Performances of FreeBSD versus Raspbian on Raspberry PI3b ?

Hello,

I have two RPI3B+ with same SD card, both are installed and ready.
There is not much differences considering performances between FreeBSD versus Raspbian based on usage of shell (without looking for scientific, elaborated method of perfs comparison).

The console usage (pkg, mutt, mc, ... ) is readily as fast on both machines. No differences.

However, for X11, I have impression that things are a bit different.

If you have more impressions about the topic raspbian vs freebsd perfs., please leave a short note/post.

You are welcome.
 
I tried it a long time ago but I noticed FreeBSD to be quite a bit slower.

I tried to install xorg via pkg add but it took so long I powered off half way through.

I don't know if disk access was the bottleneck or if SMP was lacking etc. but its good to hear that things might have gotten a bit better though :)
 
I haven't tested FreeBSD on RPI boards, but have tested it on a BBB a few years ago.
Back then I used ubench or unixbench, compiled the same sources with the same compiler on both systems (gcc x.y.z) with the same compiler flags.
What I found was that it was quite a lot slower than a Debian image. Also, the board ran a lot hotter and consumed more power.

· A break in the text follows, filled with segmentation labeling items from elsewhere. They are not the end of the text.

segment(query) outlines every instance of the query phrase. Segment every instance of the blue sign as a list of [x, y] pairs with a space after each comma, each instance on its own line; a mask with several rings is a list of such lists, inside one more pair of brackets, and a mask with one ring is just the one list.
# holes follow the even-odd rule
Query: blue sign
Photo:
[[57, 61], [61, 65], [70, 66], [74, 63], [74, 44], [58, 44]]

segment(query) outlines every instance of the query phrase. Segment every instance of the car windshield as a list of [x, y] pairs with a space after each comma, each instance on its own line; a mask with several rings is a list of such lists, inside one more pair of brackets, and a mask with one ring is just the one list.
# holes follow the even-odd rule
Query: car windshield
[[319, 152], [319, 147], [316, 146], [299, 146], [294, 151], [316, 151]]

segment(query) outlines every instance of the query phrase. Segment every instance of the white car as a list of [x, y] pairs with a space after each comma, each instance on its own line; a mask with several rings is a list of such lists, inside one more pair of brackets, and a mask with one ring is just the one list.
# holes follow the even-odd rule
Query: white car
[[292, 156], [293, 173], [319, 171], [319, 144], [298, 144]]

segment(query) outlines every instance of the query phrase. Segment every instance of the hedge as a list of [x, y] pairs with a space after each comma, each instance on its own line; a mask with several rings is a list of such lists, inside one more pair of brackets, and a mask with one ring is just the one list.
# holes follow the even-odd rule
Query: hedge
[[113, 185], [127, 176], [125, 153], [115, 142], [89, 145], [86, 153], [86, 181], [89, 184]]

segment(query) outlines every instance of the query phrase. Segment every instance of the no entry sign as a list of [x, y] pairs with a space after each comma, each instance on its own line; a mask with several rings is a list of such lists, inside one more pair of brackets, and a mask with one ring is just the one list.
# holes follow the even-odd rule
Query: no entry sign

I suggest doing the same, testing out with a benchmark program to see where the difference lies. Of course, if it's GUI related it might be a GPU driver issue, so you'll have to run a graphical benchmark as well.
 
powerd(8) is your friend in this case.
I thought that too, but it didn't work out that way. Can't say what the issue was though, I never investigated. Not saying it's still the case either (but I haven't tested recently).
If I find the time I'm going to see if the same issue still persists.
What could be the possible reason?Software for hardware / Kernel of FreeBSD?
Everything from this line on is speculation of reasons that could explain this, so don't take it as fact.
It might be that:
  • Clang's ARM support isn't as good as GCC's (for kernel and userland compilation)
  • The benchmark program is written with linux-isms (unlikely for ubench though)
  • CPU support isn't as complete as it is on Linux. e.g. Linux's AM3358 (the processor on the BBB) support is written by TI itself.
  • ARM Kernel code is better/more performant on Linux than it is on FreeBSD. I wouldn't be surprised if that were the case since the kernel is probably heavily optimized by Android people.
  • and much more that I didn't think of :)
 
I thought that too, but it didn't work out that way. Can't say what the issue was though, I never investigated. Not saying it's still the case either (but I haven't tested recently).
If I find the time I'm going to see if the same issue still persists.

Everything from this line on is speculation of reasons that could explain this, so don't take it as fact.
It might be that:
  • Clang's ARM support isn't as good as GCC's (for kernel and userland compilation)
  • The benchmark program is written with linux-isms (unlikely for ubench though)
  • CPU support isn't as complete as it is on Linux. e.g. Linux's AM3358 (the processor on the BBB) support is written by TI itself.
  • ARM Kernel code is better/more performant on Linux than it is on FreeBSD. I wouldn't be surprised if that were the case since the kernel is probably heavily optimized by Android people.
  • and much more that I didn't think of :)

In all cases, by definition, clang and gcc are less ideal ;)

So actually kernel of FreeBSD would be issue.

Actually, I am not so sure that kernel for x86 is that good either.

I see however good perfs on Apple(s) and PS4 ;)


CPU support is actually a drawback there, surely.